Муся была разгневана тем, как её обманули организм и народные приметы. Она совсем не собиралась рожать второго сразу после первого.
— Моя мать сама из двойни. Говорит, что хуже близнецов — только погодки, — жаловалась Муся.
— Так у тебя и близнецы могут быть? — спросила Лина. — Это же передаётся по наследству?
— По мужской линии, — важно сказала Муся.
Действительно, в положенный срок Муся показалась в окне роддома с единственным свёртком. И лицо у неё было расстроенное.
— Опять пацан.
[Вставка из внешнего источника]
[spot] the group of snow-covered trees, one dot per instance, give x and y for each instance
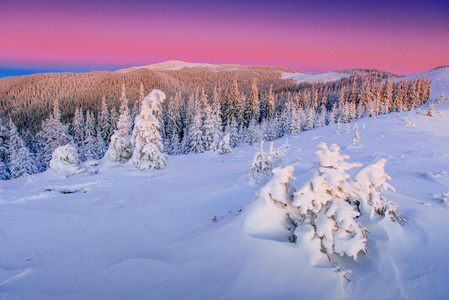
(326, 210)
(200, 122)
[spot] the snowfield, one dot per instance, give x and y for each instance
(115, 232)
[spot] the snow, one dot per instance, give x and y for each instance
(115, 232)
(312, 77)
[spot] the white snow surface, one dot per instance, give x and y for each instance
(313, 77)
(115, 232)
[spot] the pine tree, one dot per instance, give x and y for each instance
(146, 139)
(223, 146)
(431, 112)
(89, 149)
(104, 119)
(322, 203)
(368, 185)
(252, 109)
(54, 133)
(120, 148)
(196, 136)
(78, 133)
(21, 160)
(4, 152)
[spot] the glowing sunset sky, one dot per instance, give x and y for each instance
(404, 37)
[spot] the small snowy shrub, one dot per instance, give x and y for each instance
(431, 112)
(368, 185)
(264, 162)
(355, 138)
(261, 164)
(224, 145)
(323, 203)
(146, 138)
(63, 156)
(267, 217)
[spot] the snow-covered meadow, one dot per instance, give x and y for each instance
(115, 232)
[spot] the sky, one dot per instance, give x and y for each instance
(405, 37)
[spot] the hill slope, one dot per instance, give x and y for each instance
(122, 233)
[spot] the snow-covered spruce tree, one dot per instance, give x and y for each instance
(368, 184)
(64, 157)
(21, 161)
(146, 138)
(269, 212)
(120, 148)
(78, 132)
(252, 133)
(356, 138)
(323, 203)
(431, 112)
(4, 152)
(89, 149)
(261, 165)
(54, 133)
(196, 136)
(223, 146)
(104, 120)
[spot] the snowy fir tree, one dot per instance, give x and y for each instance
(4, 152)
(65, 157)
(369, 183)
(223, 146)
(21, 161)
(356, 138)
(322, 203)
(261, 165)
(120, 148)
(104, 123)
(54, 133)
(431, 111)
(196, 136)
(90, 143)
(146, 138)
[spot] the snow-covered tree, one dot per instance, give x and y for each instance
(90, 147)
(369, 183)
(223, 146)
(78, 133)
(146, 138)
(261, 164)
(431, 111)
(104, 123)
(120, 148)
(322, 203)
(196, 136)
(4, 152)
(21, 161)
(54, 133)
(355, 138)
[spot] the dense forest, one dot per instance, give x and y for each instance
(206, 108)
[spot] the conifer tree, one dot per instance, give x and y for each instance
(21, 161)
(4, 152)
(89, 149)
(78, 133)
(104, 120)
(146, 139)
(322, 203)
(120, 148)
(252, 109)
(54, 133)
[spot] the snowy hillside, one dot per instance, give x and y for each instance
(311, 78)
(115, 232)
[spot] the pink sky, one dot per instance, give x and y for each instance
(51, 34)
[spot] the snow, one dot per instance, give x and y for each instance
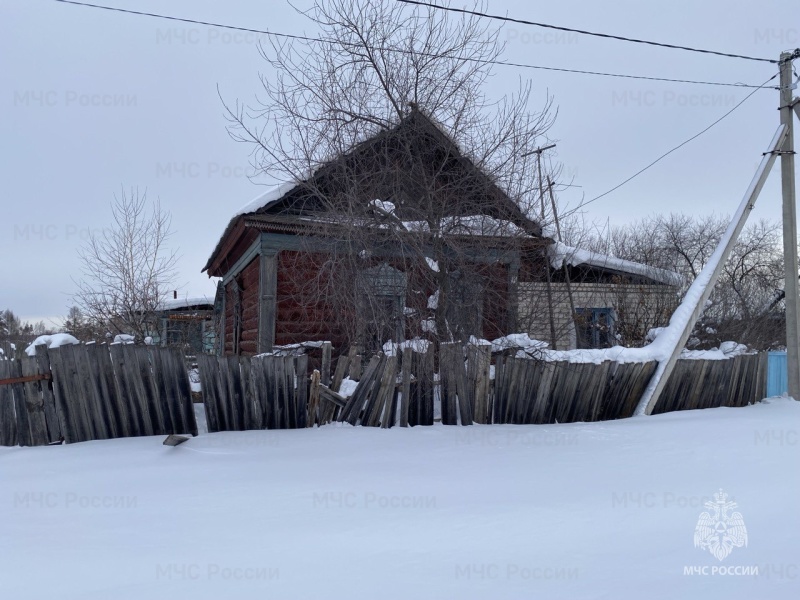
(566, 511)
(194, 380)
(184, 303)
(416, 344)
(561, 253)
(528, 347)
(348, 387)
(479, 225)
(51, 341)
(428, 325)
(432, 264)
(271, 196)
(383, 206)
(433, 300)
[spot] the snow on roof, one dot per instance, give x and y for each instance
(51, 341)
(184, 303)
(271, 196)
(561, 253)
(479, 225)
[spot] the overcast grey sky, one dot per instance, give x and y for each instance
(93, 100)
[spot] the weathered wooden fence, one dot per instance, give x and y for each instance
(79, 393)
(276, 393)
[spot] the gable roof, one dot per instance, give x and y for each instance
(279, 197)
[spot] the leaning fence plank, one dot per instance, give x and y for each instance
(148, 388)
(388, 394)
(53, 427)
(405, 390)
(352, 411)
(35, 404)
(301, 393)
(208, 366)
(132, 372)
(170, 366)
(125, 391)
(250, 419)
(313, 399)
(97, 398)
(8, 417)
(447, 382)
(20, 406)
(188, 418)
(287, 389)
(464, 391)
(371, 416)
(75, 395)
(325, 370)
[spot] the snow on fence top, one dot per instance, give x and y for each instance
(51, 341)
(527, 347)
(183, 303)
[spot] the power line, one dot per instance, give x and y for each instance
(402, 51)
(583, 31)
(695, 136)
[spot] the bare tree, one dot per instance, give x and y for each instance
(741, 307)
(383, 71)
(127, 267)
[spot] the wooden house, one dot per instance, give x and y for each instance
(363, 249)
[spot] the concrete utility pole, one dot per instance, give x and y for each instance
(538, 153)
(789, 227)
(686, 314)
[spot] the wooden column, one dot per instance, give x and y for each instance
(268, 286)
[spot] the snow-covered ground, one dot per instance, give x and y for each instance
(574, 511)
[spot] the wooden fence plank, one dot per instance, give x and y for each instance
(352, 411)
(301, 394)
(406, 360)
(388, 393)
(314, 400)
(51, 417)
(250, 418)
(209, 367)
(34, 403)
(325, 370)
(8, 417)
(20, 406)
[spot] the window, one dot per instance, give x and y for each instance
(595, 327)
(382, 297)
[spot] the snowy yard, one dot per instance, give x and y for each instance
(574, 511)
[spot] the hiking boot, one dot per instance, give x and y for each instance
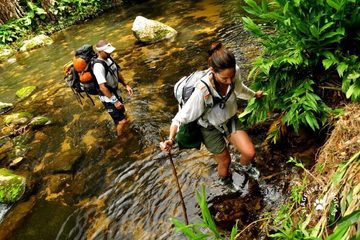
(251, 170)
(228, 184)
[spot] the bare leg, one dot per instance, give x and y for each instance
(223, 159)
(120, 126)
(243, 144)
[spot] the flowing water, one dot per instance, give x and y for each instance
(125, 189)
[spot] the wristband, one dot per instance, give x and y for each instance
(114, 99)
(172, 140)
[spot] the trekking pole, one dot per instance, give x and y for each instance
(178, 185)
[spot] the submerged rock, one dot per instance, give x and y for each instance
(18, 118)
(25, 91)
(12, 186)
(64, 162)
(38, 41)
(151, 31)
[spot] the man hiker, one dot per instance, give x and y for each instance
(108, 79)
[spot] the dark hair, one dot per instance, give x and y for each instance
(101, 43)
(220, 58)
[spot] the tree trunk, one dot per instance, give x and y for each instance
(46, 5)
(10, 9)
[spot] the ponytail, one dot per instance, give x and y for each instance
(220, 58)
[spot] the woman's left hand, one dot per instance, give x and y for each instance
(259, 94)
(129, 89)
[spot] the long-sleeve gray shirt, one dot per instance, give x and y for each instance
(195, 107)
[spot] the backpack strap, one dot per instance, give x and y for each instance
(102, 62)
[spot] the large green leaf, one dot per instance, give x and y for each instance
(344, 225)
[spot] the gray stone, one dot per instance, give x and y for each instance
(151, 31)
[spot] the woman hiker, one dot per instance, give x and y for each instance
(221, 120)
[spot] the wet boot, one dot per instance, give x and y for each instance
(228, 184)
(251, 170)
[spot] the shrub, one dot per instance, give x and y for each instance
(307, 46)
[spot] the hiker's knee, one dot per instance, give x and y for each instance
(248, 153)
(223, 158)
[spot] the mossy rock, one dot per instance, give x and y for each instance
(25, 91)
(12, 186)
(38, 41)
(5, 107)
(18, 118)
(5, 53)
(39, 121)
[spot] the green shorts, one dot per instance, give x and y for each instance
(214, 140)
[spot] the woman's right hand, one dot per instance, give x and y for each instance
(166, 145)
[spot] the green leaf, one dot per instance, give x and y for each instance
(334, 4)
(314, 31)
(344, 225)
(326, 26)
(327, 63)
(341, 68)
(350, 91)
(251, 26)
(254, 6)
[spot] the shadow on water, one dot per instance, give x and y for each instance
(125, 189)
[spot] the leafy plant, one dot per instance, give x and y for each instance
(207, 228)
(308, 46)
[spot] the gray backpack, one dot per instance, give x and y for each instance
(186, 86)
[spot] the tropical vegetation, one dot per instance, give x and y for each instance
(310, 57)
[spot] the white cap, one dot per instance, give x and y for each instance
(108, 48)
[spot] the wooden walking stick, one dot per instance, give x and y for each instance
(178, 186)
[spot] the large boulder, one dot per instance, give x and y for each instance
(38, 41)
(12, 186)
(151, 31)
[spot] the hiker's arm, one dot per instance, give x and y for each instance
(242, 91)
(167, 144)
(122, 81)
(111, 97)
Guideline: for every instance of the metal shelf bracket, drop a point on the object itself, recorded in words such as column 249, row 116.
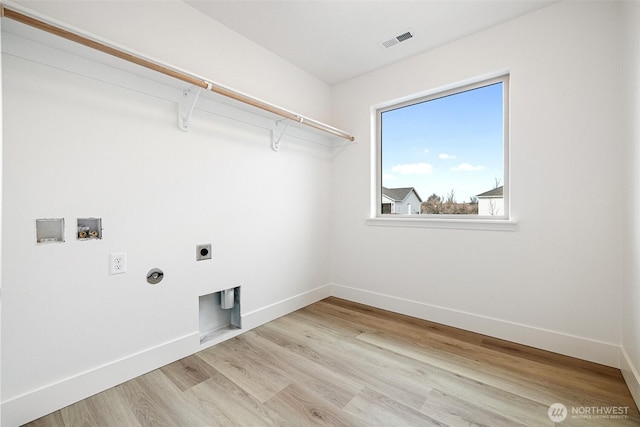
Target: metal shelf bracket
column 185, row 106
column 277, row 133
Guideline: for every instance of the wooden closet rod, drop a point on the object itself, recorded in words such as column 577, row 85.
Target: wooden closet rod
column 192, row 80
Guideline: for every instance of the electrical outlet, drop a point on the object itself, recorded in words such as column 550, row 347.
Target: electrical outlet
column 118, row 263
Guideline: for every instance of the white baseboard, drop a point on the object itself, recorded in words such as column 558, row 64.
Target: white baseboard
column 631, row 375
column 271, row 312
column 36, row 403
column 558, row 342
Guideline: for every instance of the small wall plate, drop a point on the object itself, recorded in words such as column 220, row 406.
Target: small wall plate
column 203, row 252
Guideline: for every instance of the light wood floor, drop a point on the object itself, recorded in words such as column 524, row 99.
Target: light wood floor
column 340, row 363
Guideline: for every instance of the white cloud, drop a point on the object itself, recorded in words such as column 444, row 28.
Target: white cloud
column 466, row 167
column 413, row 169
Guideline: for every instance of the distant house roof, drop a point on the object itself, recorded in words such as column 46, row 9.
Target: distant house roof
column 496, row 192
column 399, row 194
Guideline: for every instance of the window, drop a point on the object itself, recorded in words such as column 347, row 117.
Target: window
column 445, row 154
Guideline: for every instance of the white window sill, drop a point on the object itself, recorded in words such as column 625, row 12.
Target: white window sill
column 455, row 223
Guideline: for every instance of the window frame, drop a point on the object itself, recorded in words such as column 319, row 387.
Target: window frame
column 504, row 221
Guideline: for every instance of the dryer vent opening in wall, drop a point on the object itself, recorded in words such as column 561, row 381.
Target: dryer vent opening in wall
column 397, row 39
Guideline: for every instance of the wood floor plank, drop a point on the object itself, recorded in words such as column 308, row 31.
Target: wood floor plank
column 377, row 409
column 451, row 410
column 361, row 365
column 305, row 407
column 110, row 409
column 337, row 362
column 186, row 373
column 334, row 388
column 249, row 371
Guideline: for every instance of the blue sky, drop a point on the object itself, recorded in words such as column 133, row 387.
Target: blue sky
column 450, row 143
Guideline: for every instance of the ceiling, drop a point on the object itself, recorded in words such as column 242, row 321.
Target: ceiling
column 337, row 40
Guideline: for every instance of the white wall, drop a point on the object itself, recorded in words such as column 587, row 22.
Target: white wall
column 631, row 322
column 77, row 147
column 553, row 283
column 175, row 33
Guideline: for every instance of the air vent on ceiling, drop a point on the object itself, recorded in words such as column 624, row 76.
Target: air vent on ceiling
column 397, row 39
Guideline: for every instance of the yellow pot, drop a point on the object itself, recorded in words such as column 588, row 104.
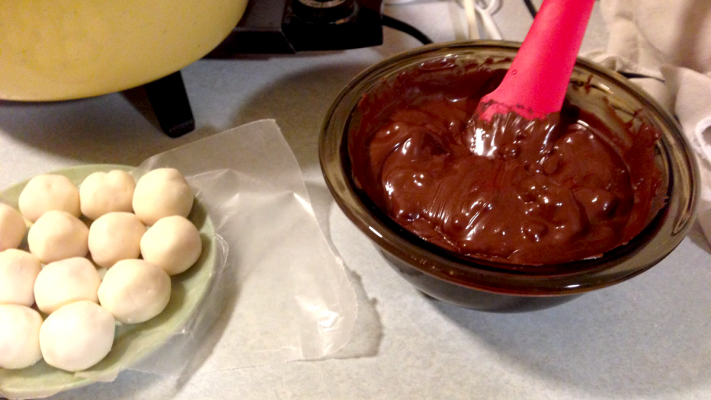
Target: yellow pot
column 68, row 49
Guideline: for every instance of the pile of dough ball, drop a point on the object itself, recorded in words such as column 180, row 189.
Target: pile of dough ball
column 138, row 231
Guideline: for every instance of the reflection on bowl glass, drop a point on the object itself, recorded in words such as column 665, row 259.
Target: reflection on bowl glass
column 492, row 283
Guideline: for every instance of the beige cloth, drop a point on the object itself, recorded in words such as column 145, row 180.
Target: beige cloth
column 669, row 41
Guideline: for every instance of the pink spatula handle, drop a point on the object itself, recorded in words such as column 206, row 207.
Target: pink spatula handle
column 536, row 83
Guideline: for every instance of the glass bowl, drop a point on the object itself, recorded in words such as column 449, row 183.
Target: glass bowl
column 492, row 286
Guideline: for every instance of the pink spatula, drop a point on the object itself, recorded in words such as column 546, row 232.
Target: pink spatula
column 536, row 83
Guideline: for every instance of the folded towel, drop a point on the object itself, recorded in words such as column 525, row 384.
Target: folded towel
column 669, row 42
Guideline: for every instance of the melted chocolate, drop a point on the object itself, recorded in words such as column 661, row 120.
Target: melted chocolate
column 511, row 190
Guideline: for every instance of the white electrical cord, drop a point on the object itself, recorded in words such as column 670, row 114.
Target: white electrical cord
column 472, row 23
column 482, row 11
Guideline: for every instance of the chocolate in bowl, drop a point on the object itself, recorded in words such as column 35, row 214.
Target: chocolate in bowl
column 489, row 283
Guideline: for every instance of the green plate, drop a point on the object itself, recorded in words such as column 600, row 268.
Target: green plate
column 132, row 342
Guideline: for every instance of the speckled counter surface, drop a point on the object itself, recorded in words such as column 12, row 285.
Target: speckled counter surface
column 647, row 338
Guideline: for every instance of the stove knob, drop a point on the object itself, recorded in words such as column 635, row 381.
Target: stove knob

Валерий ещё и какое-то имя дурацкое придумал — Лука.
Лина тут же вспомнила цитату, застрявшую в памяти со школьных времён: «Лука — апостол утешающих иллюзий, Сатин — певец правды свободного человека».
Вернувшись из роддома, Муся объявила, что будет звать младшего Лукасом. Пока её не было, домом заправляла мама Валерия — суровая дама в седых кудряшках, до смешного походившая на композитора Баха с известного портрета: точно такой же крупный нос и подозрительный взгляд. С Ванечкой бабушка справлялась отлично.